Abstract

The aim of this article is to explore the influence that Koyre’s early work on history of religion had on the development of French phenomenology, with focus on Emmanuel Levinas and Michel Henry. Although Koyre’s affiliation to the phenomenological movement is debatable, his thought owes much to Husserl’s phenomenological method. In his books on St. Anselm and Descartes, Koyre focuses on the idea of God and the idea of the infinite. I trace the influence of Koyre’s analysis of the infinite in its relation to the finite on the development of the idea of the infinite in Levinas. I also show that Levinassian approach to the idea of God as “the idea of the Infinite in me” goes back to Koyre’s interpretation of the ontological proof of St. Anselm.
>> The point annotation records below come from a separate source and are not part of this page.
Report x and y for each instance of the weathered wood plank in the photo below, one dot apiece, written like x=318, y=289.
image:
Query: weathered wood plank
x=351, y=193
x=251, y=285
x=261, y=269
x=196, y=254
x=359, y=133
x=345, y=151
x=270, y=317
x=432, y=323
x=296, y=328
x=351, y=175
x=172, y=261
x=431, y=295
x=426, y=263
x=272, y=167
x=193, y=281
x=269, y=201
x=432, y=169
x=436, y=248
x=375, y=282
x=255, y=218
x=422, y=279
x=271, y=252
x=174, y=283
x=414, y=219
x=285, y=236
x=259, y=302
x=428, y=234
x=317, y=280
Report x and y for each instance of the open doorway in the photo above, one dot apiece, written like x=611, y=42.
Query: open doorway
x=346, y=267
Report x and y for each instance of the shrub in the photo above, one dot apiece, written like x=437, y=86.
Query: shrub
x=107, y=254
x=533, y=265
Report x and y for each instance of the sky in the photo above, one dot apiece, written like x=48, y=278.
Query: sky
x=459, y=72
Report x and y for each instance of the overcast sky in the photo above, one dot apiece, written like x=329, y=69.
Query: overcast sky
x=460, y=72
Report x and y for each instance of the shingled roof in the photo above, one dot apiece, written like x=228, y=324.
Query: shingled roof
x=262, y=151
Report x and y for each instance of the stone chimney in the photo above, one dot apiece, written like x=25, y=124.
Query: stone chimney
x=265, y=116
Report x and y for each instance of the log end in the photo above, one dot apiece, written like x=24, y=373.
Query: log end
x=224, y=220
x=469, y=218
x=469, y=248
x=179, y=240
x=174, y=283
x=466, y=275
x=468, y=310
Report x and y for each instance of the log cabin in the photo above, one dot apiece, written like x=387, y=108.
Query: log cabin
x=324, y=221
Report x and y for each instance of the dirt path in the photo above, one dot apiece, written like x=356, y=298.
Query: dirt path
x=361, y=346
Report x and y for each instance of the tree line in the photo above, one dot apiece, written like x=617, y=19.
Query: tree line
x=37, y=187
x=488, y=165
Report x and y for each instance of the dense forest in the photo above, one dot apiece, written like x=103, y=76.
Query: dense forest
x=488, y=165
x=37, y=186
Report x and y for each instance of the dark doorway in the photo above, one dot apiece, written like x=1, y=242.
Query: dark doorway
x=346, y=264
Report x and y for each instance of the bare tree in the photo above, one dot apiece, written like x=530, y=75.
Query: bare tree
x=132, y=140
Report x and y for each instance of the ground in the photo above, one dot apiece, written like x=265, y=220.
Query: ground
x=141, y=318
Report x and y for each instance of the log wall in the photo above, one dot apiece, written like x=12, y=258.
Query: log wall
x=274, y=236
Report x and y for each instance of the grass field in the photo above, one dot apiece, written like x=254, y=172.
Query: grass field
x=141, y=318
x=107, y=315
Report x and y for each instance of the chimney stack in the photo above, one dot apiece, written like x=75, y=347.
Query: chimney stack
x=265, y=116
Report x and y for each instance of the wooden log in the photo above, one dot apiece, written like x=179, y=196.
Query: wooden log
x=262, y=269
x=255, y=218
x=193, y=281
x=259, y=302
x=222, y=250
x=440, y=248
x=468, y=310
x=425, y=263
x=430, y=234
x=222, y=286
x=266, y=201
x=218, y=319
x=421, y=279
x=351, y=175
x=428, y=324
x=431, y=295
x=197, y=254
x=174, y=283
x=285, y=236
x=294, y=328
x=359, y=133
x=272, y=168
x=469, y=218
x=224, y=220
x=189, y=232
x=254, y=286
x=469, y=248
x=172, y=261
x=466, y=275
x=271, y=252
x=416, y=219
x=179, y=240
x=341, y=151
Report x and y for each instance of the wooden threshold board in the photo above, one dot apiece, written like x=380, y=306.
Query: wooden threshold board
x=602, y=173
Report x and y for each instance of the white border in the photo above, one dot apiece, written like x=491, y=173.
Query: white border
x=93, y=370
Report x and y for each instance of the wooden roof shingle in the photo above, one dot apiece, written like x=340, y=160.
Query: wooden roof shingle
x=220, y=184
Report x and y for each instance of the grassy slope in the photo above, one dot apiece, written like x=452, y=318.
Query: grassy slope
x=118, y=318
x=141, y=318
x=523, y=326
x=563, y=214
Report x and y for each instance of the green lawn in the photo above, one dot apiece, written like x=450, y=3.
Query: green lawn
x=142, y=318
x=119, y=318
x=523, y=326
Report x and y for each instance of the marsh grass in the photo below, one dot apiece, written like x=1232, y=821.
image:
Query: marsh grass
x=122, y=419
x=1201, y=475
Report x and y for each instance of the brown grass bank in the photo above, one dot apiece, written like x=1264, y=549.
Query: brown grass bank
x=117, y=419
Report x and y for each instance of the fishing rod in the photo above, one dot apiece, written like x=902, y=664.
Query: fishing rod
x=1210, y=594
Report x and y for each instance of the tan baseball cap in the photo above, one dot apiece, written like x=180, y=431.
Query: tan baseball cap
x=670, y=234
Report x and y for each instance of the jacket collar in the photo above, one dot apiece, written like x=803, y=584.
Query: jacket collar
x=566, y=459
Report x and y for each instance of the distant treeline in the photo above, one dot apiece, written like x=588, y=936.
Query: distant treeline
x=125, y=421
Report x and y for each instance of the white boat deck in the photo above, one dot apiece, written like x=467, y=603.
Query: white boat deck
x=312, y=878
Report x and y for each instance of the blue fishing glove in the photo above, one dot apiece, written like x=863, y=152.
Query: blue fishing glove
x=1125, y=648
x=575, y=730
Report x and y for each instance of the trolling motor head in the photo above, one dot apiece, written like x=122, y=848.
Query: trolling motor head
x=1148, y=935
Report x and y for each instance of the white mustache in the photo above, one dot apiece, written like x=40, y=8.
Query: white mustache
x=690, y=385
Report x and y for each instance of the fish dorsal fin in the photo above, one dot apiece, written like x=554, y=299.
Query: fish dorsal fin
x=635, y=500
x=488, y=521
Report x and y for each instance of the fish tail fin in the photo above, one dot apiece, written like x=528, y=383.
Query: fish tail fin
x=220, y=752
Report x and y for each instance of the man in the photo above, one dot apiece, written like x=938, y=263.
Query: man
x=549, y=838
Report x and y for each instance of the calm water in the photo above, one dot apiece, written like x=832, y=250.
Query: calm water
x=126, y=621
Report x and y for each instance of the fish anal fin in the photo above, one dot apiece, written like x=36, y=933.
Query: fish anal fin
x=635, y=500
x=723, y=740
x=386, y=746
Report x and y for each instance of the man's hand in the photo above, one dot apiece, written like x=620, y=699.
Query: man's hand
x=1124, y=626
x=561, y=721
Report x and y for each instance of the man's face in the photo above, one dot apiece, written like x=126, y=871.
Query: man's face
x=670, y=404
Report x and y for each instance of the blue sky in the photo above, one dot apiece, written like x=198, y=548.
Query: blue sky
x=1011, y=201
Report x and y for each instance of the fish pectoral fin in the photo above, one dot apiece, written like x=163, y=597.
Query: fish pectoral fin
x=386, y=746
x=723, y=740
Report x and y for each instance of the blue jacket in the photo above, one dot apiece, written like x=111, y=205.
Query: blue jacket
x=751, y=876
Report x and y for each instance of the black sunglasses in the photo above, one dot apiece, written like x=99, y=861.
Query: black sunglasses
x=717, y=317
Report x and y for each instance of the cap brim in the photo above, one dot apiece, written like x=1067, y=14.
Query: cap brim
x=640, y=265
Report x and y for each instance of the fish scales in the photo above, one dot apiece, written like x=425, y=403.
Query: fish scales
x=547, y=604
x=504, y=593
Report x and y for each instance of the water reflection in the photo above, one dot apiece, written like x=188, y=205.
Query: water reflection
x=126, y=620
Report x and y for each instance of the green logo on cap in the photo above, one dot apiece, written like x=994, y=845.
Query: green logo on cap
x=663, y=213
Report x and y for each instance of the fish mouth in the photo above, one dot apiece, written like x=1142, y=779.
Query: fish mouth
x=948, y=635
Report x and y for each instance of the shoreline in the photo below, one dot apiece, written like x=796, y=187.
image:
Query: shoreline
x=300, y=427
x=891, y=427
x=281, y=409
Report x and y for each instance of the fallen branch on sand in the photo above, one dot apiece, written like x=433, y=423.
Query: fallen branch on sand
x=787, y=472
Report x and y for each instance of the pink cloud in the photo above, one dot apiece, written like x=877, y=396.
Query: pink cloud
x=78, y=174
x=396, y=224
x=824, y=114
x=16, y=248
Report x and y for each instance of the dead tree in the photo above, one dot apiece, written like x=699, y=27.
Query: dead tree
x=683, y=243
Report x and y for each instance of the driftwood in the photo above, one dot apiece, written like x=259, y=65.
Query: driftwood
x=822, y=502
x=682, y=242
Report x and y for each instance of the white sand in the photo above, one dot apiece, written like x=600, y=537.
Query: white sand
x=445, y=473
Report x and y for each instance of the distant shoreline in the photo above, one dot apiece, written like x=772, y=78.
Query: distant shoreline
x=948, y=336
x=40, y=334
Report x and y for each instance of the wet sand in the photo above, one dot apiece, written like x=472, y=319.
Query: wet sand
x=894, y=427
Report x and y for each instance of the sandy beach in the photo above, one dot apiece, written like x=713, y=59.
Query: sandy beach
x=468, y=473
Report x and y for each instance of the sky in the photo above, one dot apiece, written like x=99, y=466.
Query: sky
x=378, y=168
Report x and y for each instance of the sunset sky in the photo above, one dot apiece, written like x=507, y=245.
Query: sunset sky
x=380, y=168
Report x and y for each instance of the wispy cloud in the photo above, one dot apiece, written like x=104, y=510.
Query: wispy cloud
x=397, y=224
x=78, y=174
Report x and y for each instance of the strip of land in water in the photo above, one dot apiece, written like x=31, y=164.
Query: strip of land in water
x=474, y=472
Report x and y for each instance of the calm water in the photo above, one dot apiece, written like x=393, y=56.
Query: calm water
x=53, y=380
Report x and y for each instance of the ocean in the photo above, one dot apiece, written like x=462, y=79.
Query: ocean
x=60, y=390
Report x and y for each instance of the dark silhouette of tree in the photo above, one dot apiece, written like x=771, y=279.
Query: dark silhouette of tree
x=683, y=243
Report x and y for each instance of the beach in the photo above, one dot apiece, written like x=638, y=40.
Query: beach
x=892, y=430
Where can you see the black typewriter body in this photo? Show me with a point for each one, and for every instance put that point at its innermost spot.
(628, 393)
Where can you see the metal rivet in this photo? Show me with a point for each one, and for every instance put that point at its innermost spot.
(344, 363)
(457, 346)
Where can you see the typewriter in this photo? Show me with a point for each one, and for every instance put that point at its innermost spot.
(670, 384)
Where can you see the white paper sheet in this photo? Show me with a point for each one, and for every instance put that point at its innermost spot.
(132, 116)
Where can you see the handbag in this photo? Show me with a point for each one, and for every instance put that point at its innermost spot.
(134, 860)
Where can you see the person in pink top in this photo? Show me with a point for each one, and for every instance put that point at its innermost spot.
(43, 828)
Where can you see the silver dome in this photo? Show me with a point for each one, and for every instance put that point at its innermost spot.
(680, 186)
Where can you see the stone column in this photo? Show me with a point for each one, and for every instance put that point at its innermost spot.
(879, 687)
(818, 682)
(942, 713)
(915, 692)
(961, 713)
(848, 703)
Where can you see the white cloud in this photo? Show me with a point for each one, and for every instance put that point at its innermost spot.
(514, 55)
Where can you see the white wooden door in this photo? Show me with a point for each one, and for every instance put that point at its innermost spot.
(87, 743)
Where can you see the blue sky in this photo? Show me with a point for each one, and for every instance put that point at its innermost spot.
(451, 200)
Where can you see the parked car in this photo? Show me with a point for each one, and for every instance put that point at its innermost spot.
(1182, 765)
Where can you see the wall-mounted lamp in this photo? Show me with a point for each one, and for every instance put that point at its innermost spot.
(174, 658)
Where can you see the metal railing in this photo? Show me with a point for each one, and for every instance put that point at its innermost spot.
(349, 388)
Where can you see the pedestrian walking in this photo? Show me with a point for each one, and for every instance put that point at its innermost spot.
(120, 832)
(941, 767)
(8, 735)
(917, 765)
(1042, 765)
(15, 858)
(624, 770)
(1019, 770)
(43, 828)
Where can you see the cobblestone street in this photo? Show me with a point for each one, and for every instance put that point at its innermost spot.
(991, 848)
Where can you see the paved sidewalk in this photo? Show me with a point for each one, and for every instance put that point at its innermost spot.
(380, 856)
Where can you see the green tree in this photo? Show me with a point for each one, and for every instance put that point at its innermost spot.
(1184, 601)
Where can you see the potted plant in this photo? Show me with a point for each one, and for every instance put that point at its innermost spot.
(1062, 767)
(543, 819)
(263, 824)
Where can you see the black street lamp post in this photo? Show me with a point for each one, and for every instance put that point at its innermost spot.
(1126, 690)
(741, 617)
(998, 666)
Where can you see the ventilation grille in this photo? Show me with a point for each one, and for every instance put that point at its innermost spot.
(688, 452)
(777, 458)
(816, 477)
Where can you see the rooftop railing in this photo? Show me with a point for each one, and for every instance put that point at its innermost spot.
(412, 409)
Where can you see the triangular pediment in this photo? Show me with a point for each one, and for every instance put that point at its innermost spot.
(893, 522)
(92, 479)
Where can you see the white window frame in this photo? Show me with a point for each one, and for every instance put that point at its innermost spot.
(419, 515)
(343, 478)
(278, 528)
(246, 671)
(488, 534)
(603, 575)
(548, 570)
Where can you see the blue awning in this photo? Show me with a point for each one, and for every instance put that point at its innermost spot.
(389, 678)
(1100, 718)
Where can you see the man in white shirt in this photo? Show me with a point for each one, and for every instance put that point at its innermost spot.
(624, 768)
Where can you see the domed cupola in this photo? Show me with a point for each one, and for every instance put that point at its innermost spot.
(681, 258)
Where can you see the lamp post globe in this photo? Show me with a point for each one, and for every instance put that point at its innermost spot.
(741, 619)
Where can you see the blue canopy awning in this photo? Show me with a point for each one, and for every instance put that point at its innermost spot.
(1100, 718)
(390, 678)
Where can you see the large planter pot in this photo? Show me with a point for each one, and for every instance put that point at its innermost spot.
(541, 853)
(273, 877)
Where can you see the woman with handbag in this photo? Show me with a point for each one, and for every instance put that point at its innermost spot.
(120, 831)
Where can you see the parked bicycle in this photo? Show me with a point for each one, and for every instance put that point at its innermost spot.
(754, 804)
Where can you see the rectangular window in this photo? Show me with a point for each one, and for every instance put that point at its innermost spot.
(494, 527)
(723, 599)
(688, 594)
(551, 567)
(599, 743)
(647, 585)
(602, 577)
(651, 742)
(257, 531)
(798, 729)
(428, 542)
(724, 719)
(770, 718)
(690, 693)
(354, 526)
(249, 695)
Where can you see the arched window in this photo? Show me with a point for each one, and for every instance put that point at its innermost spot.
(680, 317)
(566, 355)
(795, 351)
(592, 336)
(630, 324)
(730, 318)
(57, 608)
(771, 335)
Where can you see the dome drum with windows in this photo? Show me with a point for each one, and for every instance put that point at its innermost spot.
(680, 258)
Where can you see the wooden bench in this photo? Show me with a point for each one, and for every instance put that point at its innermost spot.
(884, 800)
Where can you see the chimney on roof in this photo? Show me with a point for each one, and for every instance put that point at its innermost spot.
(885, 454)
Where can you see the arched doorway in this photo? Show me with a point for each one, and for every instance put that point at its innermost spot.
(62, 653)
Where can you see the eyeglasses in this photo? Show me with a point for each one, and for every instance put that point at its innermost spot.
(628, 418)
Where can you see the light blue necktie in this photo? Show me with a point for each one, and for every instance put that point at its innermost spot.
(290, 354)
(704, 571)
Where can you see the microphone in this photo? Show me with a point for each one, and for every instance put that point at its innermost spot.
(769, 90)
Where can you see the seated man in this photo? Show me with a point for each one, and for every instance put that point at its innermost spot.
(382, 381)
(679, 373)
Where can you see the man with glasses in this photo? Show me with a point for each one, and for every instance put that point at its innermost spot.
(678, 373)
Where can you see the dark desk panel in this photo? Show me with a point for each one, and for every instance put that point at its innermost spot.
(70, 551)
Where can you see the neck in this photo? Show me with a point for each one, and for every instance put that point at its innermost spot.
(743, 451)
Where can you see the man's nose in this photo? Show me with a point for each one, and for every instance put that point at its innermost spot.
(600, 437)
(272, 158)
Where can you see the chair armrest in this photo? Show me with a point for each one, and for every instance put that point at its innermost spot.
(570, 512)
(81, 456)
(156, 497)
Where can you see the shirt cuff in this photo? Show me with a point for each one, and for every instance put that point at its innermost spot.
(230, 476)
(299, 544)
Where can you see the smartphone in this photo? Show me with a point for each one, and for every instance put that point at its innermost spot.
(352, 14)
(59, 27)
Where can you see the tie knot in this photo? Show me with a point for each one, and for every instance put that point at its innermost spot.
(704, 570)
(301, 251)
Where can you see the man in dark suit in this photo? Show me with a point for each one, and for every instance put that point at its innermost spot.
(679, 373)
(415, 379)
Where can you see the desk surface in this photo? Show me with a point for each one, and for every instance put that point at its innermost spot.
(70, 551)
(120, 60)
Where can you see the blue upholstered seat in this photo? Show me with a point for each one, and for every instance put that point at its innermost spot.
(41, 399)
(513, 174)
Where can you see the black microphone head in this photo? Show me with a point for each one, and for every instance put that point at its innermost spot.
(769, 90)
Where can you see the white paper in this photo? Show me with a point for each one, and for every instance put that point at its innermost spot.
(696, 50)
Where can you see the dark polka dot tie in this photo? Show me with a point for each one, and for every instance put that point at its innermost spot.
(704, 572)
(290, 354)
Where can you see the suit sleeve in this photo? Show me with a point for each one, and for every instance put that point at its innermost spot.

Next, I explore the influence of Koyre’s book on Bohme on the philosophy of Michel Henry. Koyre’s reading of Bohme makes Bohme essentially a precursor of German idealism describing the Absolute that wishes to manifest itself and distinguishing between the manifestation and what is made manifest in this manifestation. Henry applies this approach to phenomena in general, which leads him to a criticism of intentionality loss of a cosmological dimension. I would like to argue in favour of a more balanced phenomenology that wants to be not only prescriptive but also descriptive and sensitive to a certain scientific dimension.